5 Rules for Design of Fishways in Rivers

General rules for design of fishways in rivers have been summarized for the benefit of engineers and consultants involved in fisheries enhancement work.

1. Fishways must be designed to maintain the hydraulic characteristics that exist naturally in the stream(s) prior to construction. Planning and design without regard for the local flow pattern observed prior to construction could render the structures ineffective. Without proper planning, unpredictable hydraulics might not be compatible with the layouts of fish entrance and exit points. Professionals in fisheries engineering must be employed to implement extensive investigation and planning of fishways to ensure adequate fish passage. This requires conducting detailed engineering and hydraulic surveys to document shoreline topography, water surface profiles and flow patterns in the river section considered for fishways; obtaining water surface profiles for the operational design range of the fishway(s) in level intervals of about 0.5m; and carrying out model testing to verify the maintenance of the original hydraulic river characteristics for the new structures in place.

2. The Fish Entrance and Exit ends of the fishways must be located and aligned to allow attraction by migrating fish to enter and swim through the structure and then move safely upstream from the exit. This requires extensive on-site observations of migrant fish at all concerned river stages, with documentation of resting & holding areas and difficult swimming sites. The resulting data are important factors in planning the most logical entrance and exit locations.

3. The fishways must accommodate all river water levels within the flow ranges fish are migrating, and are observed to be excessively delayed or obstructed.
This requires observation of fish passage at all periods when fish are present, and for more than one season where the natural river stage varies from year to year during the migration.

4. The size of the fishways (width, length, height) and the number of baffles must be determined based on the expected maximum rate of fish passage and the maximum water level differences in the river between the (upstream) fish exit and the (downstream) fish entrance points. This requires knowledge of the hydraulics in the river reach fronting the fishway, maximum hourly and daily rates of expected fish migration and the size, weight & swimming characteristics of the species that would use the passage structures. The above parameters are all-important factors that determine the dimensions of the pools between fishway baffles and the total number of baffles. Other factors are the theoretical space requirements (volume of water) for each fish within a fishway pool and the minimum water depth that will accommodate the maximum rate of fish passage (design capacity). The size of the baffle slots, and the head (drop) in water surface between fishway pools must be based on the average size of the fish and their swimming characteristics. Model testing of the fishways must be carried out to determine the acceptable hydraulics of the water jets through the vertical baffle slots, and the flow pattern within pools. Large-scale model testing of the fishways combined with observing the behavior of live fish moving through the passage must also be carried out before implementation of projects.
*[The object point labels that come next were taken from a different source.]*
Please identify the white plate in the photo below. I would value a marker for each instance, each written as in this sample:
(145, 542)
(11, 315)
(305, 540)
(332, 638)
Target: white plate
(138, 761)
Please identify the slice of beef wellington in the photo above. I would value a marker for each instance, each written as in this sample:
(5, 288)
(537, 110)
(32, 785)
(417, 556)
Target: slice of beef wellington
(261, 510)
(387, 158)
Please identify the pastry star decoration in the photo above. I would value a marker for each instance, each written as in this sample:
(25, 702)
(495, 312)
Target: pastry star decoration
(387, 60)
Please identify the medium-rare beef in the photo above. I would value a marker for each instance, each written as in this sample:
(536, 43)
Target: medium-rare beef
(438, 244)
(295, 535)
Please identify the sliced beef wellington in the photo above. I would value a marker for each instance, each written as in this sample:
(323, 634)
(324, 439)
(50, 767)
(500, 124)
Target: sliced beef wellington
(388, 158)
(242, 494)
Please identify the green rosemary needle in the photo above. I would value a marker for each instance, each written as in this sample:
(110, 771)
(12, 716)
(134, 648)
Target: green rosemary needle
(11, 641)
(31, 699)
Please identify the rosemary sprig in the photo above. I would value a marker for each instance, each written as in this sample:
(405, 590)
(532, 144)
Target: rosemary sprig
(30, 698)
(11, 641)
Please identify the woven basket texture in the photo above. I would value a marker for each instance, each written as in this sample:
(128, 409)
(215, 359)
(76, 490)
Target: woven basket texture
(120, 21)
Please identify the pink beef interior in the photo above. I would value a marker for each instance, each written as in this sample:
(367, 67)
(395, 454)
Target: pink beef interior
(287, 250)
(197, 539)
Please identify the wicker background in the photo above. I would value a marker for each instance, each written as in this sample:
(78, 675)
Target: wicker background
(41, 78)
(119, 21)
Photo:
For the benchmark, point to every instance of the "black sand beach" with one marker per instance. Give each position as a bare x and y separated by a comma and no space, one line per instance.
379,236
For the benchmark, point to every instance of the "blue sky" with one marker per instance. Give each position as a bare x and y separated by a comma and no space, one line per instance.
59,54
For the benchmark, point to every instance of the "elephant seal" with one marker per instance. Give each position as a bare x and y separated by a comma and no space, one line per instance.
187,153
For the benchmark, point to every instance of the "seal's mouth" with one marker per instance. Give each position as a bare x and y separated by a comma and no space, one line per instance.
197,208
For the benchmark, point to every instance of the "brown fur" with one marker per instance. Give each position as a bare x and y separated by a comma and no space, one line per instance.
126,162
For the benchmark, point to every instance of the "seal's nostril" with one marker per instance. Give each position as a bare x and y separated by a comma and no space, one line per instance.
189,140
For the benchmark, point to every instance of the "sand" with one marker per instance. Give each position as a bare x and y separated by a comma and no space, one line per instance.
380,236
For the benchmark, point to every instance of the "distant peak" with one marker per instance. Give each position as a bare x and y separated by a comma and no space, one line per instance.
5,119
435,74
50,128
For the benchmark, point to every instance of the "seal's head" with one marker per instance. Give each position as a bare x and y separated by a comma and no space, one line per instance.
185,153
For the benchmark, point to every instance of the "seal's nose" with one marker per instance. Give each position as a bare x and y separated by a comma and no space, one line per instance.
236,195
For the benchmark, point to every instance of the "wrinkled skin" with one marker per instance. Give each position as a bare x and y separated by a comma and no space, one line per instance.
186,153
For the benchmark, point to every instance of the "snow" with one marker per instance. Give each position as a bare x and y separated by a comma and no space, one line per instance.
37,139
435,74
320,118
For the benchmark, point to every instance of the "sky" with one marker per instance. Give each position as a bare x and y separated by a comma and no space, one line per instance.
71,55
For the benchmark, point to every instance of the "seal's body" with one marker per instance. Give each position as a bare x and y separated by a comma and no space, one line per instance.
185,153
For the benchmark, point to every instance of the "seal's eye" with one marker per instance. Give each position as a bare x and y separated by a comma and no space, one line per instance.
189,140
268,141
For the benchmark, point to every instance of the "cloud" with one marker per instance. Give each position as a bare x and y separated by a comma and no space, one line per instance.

5. Structurally, all components of the fishway must be designed accounting for all possible external, internal and superimposed loads and pressures. External loads include soil and hydraulic pressure, hydraulic uplift, impact from flowing water or submerged & floating objects and surcharges such as equipment and vehicles. Internal loading is normally hydraulic pressure depending on differences in outside and inside water levels or full hydraulic head, e.g., plugged baffle slot(s). Various combinations of these forces can occur and each structure must be analyzed accordingly. This requires extensive knowledge of engineering and hydraulic principles as well as experience in the design and construction of fishway or fishpass structures. The safety of the general public and protection of the environment must be paramount in implementation of works. All structural design must be in accordance with current codes and standards and be carried out by professional engineers.